HOE ZIET U DE MOGELIJKE SAMENWERKING MET ONZE UNIVERSITEIT IN HET ALGEMEEN EN ONZE FACULTEIT FEB IN HET BIJZONDER?

De voornaamste uitdaging van de sector is het aantrekken van voldoende geschoold personeel en dat op alle niveaus. Maar vooral het tekort aan universitairen is schrijnend. Per jaar studeren er slechts 130 burgerlijk ingenieurs bouwkunde af aan de drie Vlaamse universiteiten samen. Ook hebben wij een nijpend tekort aan informatici in het algemeen en beleidsinformatici in het bijzonder, maar ook een groeiend tekort aan financiële experts die iets afweten van projectfinanciering.

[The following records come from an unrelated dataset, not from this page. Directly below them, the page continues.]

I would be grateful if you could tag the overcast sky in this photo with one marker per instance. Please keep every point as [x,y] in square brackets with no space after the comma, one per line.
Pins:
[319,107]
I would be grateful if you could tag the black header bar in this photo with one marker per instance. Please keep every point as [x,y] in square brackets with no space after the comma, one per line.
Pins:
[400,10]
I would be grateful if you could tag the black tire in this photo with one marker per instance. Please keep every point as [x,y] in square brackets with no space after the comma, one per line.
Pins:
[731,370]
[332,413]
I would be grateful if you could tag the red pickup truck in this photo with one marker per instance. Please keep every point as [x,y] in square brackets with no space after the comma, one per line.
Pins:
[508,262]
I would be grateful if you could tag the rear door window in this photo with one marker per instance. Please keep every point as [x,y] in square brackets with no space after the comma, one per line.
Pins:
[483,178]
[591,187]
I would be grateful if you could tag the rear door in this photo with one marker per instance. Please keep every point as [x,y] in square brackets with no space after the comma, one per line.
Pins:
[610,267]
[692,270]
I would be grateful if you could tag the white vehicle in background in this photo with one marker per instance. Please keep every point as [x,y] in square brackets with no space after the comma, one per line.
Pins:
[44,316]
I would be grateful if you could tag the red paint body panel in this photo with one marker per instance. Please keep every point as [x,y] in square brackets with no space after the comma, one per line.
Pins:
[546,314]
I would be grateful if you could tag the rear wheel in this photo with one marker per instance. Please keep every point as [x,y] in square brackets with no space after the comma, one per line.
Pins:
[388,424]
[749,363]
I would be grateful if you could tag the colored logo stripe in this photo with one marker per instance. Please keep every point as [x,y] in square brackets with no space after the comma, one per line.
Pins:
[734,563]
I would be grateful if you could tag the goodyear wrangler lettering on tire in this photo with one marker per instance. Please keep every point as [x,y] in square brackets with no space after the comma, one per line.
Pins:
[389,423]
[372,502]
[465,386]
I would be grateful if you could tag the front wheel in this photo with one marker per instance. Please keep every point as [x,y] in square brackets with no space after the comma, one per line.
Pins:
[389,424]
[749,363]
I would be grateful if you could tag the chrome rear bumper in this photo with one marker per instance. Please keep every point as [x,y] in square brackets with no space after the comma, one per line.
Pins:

Daarom werkt de bouwconfederatie momenteel aan een imagocampagne die onze sector als technologie-integrator op de kaart wil zetten bij jongeren en studenten. Als Vlaamse Confederatie Bouw werken we daarom aan een nauwere samenwerking met de faculteit FEB, onder meer rond thesisonderwerpen die ingaan op de bouw, milieu- en energiecluster. Ook bedrijfsstages en bedrijfsbezoeken kunnen deel uitmaken van de samenwerking.